Tesla unveiled a new electric crossover SUV, the Model Y, during an event at the company’s design studio in Hawthorne on Thursday evening.
Chief Executive Elon Musk said the compact SUV would first debut in a long-range version with a range of 300 miles priced at about $47,000.
A standard version, to be available sometime in 2021, would cost about $39,000, Musk said.
The vehicle will be the fifth model for the electric carmaker, which has spent the past three years struggling to fulfill its March 2016 promise to produce a mass-market electric sedan for $35,000.
Tesla finally began selling versions of that sedan, the Model 3, for $35,000 on 28 February, though the milestone came amid typical Tesla chaos: the company said it would help achieve the price cut by closing all its stores and moving to online-only sales, only to backtrack less than two weeks later.
Other turmoil has stemmed from Tesla’s mercurial chief executive, who continues to generate controversy and headlines for all the wrong reasons.
In late February, the US Securities and Exchange Commission asked a judge to hold Musk in contempt of court for allegedly violating a settlement requiring him not to publish “inaccurate and material information” about the publicly traded company on his Twitter feed.
Last week, it was revealed that Musk’s security clearance, which he needs for his company SpaceX, is also under review by the Pentagon, after the billionaire smoked marijuana on a live-streamed podcast in September.

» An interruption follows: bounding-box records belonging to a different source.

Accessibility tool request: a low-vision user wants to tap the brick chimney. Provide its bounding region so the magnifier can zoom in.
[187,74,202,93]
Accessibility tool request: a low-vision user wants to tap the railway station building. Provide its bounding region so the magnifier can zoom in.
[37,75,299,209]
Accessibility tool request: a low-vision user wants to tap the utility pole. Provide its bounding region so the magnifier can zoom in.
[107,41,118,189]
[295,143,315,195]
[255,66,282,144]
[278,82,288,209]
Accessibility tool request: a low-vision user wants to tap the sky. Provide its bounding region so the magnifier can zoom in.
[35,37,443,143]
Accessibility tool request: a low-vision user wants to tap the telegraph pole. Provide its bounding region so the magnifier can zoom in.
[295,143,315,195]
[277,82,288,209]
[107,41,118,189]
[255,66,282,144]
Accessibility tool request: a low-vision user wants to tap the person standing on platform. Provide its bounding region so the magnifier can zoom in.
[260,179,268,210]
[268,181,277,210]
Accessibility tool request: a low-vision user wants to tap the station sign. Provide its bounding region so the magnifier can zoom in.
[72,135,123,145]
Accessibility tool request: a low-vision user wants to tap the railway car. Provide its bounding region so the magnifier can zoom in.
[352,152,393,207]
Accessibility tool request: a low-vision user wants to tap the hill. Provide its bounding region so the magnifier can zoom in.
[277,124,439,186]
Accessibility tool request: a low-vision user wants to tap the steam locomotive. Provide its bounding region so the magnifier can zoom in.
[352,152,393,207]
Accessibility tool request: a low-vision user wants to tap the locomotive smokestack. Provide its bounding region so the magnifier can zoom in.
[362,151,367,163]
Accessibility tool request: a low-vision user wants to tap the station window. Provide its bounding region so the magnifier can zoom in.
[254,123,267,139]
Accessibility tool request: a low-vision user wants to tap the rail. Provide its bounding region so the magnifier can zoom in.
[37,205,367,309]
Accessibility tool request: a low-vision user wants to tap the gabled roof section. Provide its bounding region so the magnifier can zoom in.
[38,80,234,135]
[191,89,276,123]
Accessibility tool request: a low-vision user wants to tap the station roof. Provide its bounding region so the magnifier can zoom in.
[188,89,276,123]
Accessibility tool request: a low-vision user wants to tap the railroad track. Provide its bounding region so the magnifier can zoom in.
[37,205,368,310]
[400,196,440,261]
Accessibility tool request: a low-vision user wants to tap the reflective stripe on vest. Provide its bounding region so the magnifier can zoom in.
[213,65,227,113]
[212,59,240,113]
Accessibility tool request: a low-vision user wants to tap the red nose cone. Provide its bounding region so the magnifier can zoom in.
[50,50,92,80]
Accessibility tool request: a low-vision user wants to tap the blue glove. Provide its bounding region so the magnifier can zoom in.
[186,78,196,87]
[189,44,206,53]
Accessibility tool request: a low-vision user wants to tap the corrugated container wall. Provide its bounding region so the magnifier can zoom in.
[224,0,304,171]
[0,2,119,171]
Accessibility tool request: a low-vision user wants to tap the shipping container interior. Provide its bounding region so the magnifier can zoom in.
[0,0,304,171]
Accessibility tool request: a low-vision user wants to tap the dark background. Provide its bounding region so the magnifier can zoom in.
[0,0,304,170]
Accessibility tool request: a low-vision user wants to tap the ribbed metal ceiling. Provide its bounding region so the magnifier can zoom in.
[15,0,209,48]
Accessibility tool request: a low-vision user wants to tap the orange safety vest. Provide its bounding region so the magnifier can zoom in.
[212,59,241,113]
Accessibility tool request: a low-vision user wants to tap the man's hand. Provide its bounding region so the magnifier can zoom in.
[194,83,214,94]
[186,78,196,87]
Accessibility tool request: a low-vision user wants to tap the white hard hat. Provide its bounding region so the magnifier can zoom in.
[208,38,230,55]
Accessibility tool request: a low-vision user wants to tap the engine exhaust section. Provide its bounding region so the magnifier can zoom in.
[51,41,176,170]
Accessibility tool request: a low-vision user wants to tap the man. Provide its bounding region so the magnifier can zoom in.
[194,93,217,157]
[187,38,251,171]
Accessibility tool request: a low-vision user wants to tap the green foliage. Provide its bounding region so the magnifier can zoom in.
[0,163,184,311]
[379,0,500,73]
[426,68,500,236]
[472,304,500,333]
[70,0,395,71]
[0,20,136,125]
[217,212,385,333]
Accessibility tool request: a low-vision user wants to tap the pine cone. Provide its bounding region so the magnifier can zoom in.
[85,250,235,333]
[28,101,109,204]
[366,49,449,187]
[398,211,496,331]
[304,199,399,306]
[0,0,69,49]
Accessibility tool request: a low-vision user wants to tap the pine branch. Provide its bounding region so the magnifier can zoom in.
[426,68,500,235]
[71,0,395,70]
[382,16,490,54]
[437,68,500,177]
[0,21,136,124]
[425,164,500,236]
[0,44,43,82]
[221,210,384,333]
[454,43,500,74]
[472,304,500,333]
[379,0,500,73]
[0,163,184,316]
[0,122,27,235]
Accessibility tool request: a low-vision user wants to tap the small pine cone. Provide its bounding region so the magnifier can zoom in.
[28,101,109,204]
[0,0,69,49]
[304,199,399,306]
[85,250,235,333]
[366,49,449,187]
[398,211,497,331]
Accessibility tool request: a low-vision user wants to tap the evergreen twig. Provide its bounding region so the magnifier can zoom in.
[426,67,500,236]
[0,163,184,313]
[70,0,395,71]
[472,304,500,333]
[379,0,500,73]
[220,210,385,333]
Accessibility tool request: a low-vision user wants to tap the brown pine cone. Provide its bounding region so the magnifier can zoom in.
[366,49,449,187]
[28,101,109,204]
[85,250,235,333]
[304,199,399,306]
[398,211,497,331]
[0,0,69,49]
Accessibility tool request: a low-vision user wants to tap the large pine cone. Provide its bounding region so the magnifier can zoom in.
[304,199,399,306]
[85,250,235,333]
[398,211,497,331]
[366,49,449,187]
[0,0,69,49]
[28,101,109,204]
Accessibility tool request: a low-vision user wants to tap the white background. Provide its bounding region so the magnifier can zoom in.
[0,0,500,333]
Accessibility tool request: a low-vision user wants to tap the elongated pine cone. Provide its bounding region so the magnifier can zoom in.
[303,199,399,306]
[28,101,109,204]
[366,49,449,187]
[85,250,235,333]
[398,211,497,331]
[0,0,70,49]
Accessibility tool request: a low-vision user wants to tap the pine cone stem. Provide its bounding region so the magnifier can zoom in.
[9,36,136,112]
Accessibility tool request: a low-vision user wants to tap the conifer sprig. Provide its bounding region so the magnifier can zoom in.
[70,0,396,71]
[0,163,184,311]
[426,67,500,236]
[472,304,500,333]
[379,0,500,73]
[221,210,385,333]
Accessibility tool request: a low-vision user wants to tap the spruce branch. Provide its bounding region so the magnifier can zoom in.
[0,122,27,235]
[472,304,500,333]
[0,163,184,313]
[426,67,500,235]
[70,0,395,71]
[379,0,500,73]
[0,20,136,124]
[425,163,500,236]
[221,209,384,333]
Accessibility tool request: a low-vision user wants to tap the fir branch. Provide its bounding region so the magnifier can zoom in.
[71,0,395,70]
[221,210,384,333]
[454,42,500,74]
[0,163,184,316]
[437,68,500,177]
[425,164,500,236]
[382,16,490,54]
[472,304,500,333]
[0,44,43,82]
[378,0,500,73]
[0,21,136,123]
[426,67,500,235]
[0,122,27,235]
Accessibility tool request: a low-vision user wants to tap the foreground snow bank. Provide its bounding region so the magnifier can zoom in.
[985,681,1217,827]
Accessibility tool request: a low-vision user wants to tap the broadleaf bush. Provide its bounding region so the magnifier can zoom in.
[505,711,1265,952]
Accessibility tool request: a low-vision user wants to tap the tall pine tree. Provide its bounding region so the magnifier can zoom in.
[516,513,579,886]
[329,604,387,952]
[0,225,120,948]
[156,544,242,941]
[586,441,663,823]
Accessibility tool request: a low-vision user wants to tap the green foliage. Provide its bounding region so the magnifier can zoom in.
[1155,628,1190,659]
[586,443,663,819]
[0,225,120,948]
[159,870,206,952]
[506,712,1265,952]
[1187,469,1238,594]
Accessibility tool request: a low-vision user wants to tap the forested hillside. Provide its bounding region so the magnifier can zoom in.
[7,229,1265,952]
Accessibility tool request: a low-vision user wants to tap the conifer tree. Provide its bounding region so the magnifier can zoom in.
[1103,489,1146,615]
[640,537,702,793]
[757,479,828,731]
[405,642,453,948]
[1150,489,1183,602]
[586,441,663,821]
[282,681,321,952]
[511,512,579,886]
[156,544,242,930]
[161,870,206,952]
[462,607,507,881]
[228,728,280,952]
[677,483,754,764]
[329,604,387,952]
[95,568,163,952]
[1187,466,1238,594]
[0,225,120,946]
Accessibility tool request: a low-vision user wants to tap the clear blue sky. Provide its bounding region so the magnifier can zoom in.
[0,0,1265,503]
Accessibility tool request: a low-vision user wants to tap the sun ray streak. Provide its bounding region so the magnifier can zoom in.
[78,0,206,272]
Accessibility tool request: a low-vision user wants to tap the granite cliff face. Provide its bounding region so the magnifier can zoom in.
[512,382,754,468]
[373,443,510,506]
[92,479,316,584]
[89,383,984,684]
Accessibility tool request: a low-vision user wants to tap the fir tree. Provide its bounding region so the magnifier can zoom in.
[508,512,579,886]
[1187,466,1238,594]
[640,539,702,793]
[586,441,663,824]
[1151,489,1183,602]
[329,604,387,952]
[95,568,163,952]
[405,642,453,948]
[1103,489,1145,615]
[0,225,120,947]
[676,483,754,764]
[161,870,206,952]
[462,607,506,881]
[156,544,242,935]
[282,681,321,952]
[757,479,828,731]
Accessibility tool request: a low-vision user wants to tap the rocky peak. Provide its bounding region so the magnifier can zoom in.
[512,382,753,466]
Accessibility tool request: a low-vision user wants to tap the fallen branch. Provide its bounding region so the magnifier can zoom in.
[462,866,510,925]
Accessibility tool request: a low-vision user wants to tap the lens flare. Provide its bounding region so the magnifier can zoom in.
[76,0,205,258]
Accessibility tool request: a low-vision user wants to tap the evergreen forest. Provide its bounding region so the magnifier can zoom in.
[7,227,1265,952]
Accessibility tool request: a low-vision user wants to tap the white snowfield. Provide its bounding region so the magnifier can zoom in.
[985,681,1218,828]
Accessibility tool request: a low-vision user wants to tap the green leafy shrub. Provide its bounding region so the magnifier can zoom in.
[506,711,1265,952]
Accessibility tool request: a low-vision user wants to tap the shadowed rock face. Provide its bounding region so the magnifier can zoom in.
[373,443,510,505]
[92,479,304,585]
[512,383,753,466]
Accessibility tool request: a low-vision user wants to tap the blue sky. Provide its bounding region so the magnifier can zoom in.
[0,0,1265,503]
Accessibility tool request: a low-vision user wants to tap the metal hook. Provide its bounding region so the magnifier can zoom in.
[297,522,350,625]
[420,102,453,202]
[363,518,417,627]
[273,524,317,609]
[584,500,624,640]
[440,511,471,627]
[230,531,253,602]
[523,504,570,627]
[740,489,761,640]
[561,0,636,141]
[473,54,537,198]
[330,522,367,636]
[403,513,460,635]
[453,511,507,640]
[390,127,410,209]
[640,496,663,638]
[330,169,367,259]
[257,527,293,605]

The company is banking on the electric crossover vehicle to revive excitement about the brand, even as traditional carmakers expand their electric vehicle offerings. Musk told investors on a conference call in January that he expects demand for the Model Y to be anywhere from 50% higher to double that of the Model 3.
But Tesla’s targeted volume production date of late 2020 for the new model would put it behind electric SUV offerings from Volkswagen AG’s Audi, Daimler AG’s Mercedes-Benz and BMW.
Tesla’s previous SUV, the Model X, is a luxury model that has not proved particularly popular. The Model Y will be built on the same platform as the Model 3 and use many of the same parts, which will potentially streamline some of the company’s notorious production problems.